City Clerk Paul Wojno said that more than 7,000 signatures came in on the petitions, which were turned in by the July 31 deadline. Only 2,249 signatures were valid -- qualified voters in the city, he said.

Another 1,631 were valid but not counted because there were problems with the sheets they appeared on, such as the sheets were not signed or were not notarized, Wojno said. The 2,249 valid signatures would not have been enough to get the measure on the ballot.

The Committee to Restore Accountability in Warren filed the petitions.

Wojno said the job of his office was to match signatures to the qualified voter file.
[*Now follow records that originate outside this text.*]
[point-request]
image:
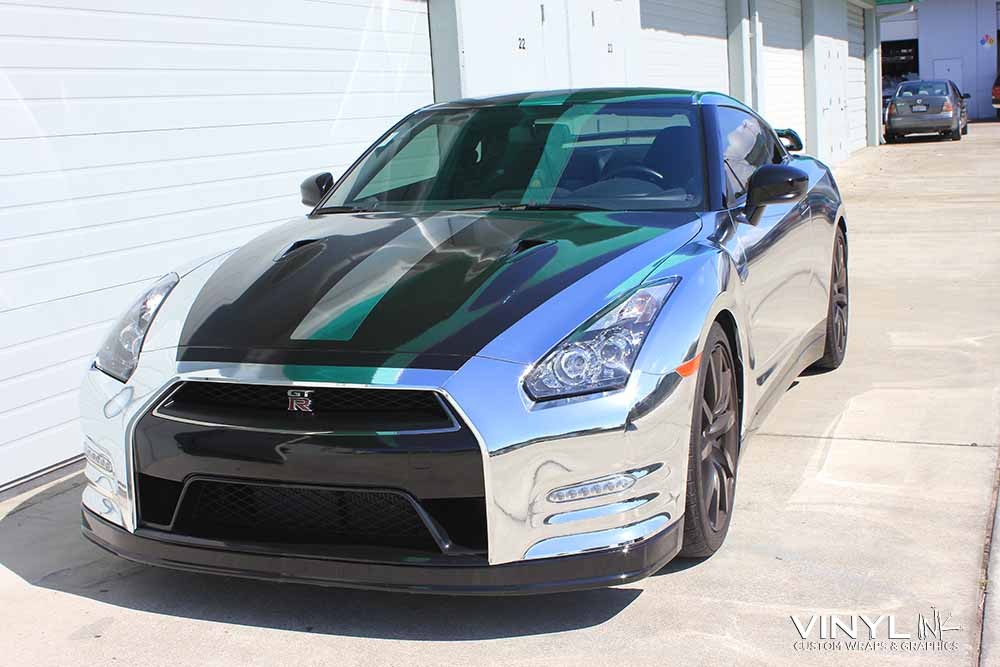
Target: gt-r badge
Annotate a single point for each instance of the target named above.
(299, 401)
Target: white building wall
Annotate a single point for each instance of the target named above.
(136, 136)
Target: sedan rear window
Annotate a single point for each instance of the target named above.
(924, 88)
(629, 155)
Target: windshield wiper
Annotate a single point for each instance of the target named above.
(347, 209)
(500, 206)
(558, 207)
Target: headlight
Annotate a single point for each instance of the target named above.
(119, 355)
(599, 355)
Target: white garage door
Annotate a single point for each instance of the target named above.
(138, 136)
(684, 45)
(782, 72)
(857, 81)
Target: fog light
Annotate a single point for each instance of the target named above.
(592, 489)
(97, 458)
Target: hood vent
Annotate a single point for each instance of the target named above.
(524, 245)
(292, 247)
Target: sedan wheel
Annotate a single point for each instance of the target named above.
(715, 449)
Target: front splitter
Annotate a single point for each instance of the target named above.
(598, 569)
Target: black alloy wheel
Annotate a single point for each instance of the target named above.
(715, 450)
(838, 311)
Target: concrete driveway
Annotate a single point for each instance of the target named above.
(870, 490)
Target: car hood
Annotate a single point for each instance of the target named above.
(428, 291)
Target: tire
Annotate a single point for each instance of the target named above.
(838, 309)
(714, 450)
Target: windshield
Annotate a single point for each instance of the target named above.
(924, 88)
(631, 155)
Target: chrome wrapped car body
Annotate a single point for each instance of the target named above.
(458, 305)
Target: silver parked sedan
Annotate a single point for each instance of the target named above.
(926, 107)
(517, 347)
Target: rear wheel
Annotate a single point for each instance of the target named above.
(715, 449)
(838, 309)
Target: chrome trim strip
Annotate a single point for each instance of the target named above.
(455, 426)
(487, 481)
(600, 511)
(612, 538)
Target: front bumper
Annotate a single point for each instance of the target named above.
(918, 123)
(598, 569)
(526, 450)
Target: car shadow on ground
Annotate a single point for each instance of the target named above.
(40, 542)
(919, 139)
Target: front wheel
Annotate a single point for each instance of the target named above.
(838, 308)
(715, 449)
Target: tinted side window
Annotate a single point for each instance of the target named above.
(746, 145)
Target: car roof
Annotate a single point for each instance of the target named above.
(941, 82)
(594, 95)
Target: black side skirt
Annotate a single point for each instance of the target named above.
(550, 575)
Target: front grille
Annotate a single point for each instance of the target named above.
(271, 513)
(330, 409)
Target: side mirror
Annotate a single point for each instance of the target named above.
(314, 187)
(774, 184)
(790, 139)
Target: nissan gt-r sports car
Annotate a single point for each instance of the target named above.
(515, 348)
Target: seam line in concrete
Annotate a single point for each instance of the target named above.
(984, 579)
(886, 440)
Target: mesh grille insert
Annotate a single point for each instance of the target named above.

However, the office noticed that printed names, though different, on a sheet looked like, perhaps, they were printed and signed by the same person "though we can't say that for certain." But, he said, the signatures didn't match the qualified voter file and were invalid.

Although three bills are pending in Lansing to regulate signature gathering for petitions, state lawmakers should keep in mind Michigan's long history of using the process to good effect, said Eric Lupher, president of the Livonia-based Citizens Research Council of Michigan, a nonprofit think tank.

The group did a deep dive several years ago into whether Michigan's process needed tweaking, deciding it didn't, Lupher said. And judges have ruled that lawmakers can't hamstring the petition process.

"The U.S. Supreme Court has said that states may not forbid the paying of petition circulators and can’t require that they live in a certain area," Lupher said. In addition, the Michigan Supreme Court "has been pretty stern in saying, yes, we want the petition circulators to be up front with describing the petition, but it’s really the voters’ responsibility to know what they’re signing," he said.

Every state but Michigan requires ballot campaigns to distill a proposal to a 100-word summary on each petition, matching what might appear on ballots, so that potential signers can quickly size up the issue, Lupher said. Michigan makes petitioners print their entire, often lengthy, proposal on the back of each petition. That leads circulators to become carny barkers, sometimes pitching their campaigns with exaggerations to entice signers who don't take the time to digest a petition's every word.

If Michigan joined the other states in requiring the 100-word summaries on petitions, "that could counteract a lot of this misrepresentation that goes on when people are trying to get voters to sign," Lupher said.